Later this month, Sares Regis Group of Northern California (SRGNC), which celebrates it 20th anniversary in 2013, is scheduled to open The Plaza, an apartment building with 307 workforce rental units that’s part of a the first phase of a 20-acre master planned redevelopment. Rents at The Plaza for a one-bedroom will be $2,300 per month, and $3,000 per month for a two-bedroom. One-fifth of the apartments are set aside for families at below-market rates.
The Plaza is one of 13 multifamily rental projects that SRGNC has in the works. The company has repurposed its sale staff to focus on selling rental apartments, and currently has more than 600 rental units under construction in the San Francisco-San Jose Bay Area, another 600 about to break ground, and 1,000 in the entitlement phase. Other projects that are slated to open this year include Township, a community in Redwood City, Calif., with 132 luxury apartments ranging from 630 to 1,200 square feet, which will open in September; and a 155-unit complex in San Mateo, Calif., scheduled to open in either December 2013 or January 2014.
The San Mateo project is a partnership between SRGNC and the AFL-CIO Building Investment Trust (BIT), which has invested in more than 12,000 apartment units across the country in the past 20 years. A BIT affiliate will be the San Mateo property’s manager.
In California's Foster City, SRGNC is partnering with Northwestern Mutual, which owns the property and is providing construction financing. JPMorgan Chase and Comerica are providing the new development financing; in Redwood City. “The institutional interest in close-in multifamily is still very strong,” says Todd Regonini, SRGNC’s chief development officer, who spoke with Builder on Tuesday with Rob Parker, the company’s chief marketing officer.
Sares Regis’ longtime experience as a multifamily developer gave its division a competitive edge to get involved in these projects. “The competition is hot because this is a constrained market; what we're essentially doing is repurposing obsolete and outdated properties, and that takes a lot of expertise.”
For example, the site in San Mateo was a former auto dealership that had been vacant for almost a decade. SRGNC was the sixth company that tried to get this site entitled for high-density housing. What Sares Regis did, explains Regonini, was to work with the city and other local stakeholders to scale down the density to 155 luxury residences, and include underground parking, a pool, spa, and other amenities. At Foster City, the amenities package includes centers for fitness, wellness, and media, a swimming pool and zen garden, a city park, and ground-floor retail and restaurants.

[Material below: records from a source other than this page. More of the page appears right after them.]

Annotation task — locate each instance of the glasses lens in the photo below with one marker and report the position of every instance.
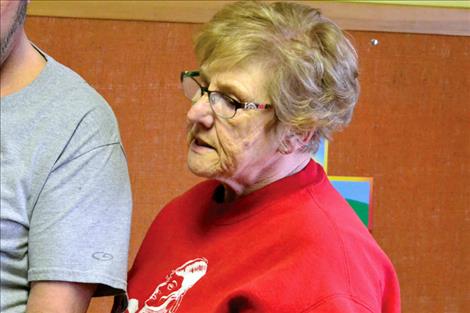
(191, 89)
(222, 105)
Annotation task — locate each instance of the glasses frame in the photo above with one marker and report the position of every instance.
(235, 103)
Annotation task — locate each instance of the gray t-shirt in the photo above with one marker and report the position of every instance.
(65, 193)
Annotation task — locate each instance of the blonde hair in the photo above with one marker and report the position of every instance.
(312, 66)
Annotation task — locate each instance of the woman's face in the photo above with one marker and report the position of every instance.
(239, 149)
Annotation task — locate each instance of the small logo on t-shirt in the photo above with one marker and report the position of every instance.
(102, 256)
(168, 295)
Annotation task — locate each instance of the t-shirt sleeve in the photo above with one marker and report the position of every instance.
(80, 224)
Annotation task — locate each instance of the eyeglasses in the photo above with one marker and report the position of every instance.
(221, 104)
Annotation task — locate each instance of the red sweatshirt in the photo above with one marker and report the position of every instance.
(294, 246)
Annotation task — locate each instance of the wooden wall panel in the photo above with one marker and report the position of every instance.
(410, 132)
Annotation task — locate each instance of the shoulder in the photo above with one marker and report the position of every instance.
(61, 91)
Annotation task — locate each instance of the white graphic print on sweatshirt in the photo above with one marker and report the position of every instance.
(168, 295)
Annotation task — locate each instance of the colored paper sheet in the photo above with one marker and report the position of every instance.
(358, 193)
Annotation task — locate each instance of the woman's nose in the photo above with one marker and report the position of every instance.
(201, 112)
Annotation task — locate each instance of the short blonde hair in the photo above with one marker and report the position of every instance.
(312, 66)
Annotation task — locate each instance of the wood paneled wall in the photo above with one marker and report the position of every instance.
(411, 132)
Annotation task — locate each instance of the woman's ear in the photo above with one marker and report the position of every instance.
(294, 140)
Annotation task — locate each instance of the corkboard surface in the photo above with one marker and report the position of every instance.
(410, 132)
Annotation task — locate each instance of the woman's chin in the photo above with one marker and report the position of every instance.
(202, 168)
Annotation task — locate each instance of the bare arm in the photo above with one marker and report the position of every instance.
(57, 296)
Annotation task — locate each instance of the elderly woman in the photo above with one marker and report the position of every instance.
(266, 232)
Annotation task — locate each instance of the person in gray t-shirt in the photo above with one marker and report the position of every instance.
(65, 194)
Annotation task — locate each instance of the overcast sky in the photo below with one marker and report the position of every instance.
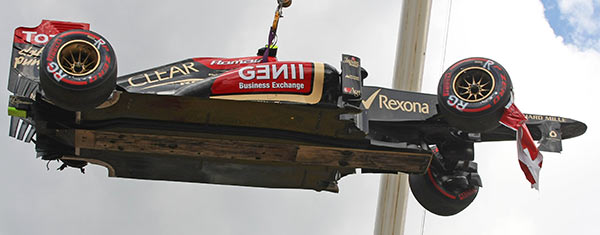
(554, 71)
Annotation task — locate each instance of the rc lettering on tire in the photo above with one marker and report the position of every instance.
(78, 70)
(473, 93)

From an architectural standpoint, Parker says that each project will have its own unique features. “We don’t have a cookie-cutter format, and none of our floor plans or exteriors are similar,” he says.
The Redwood City project, which will be four stories over parking, will feature apartments designed to look like “grand lodges,” with gabled roofs, shingle and stone facades, high-efficiency vinyl windows, and some Craftsman-like materials to boot. On the other hand, another project, in Los Altos, Calif., will be more California/Spanish Colonial in design. (Devcon Construction is the contractor on several of these projects.)
Both officials believe that the demand for rental apartments is sustainable because of the past 10 years, according to Parker, when there was a dearth of new buildings that came onto the market. During that period, however, the number of households kept increasing, “so every year we got further behind the eight ball” in terms of supply. Regonini notes that most of the buildings SRGNC’s projects compete against are a decade old and don’t have the amenities that most renters—especially the younger Silicon Valley techs that Sares Regis is courting—have come to expect.
Despite this demand curve, SRGNC will confine its growth within the Bay Area for the immediate future.
John Caulfield is senior editor for Builder magazine.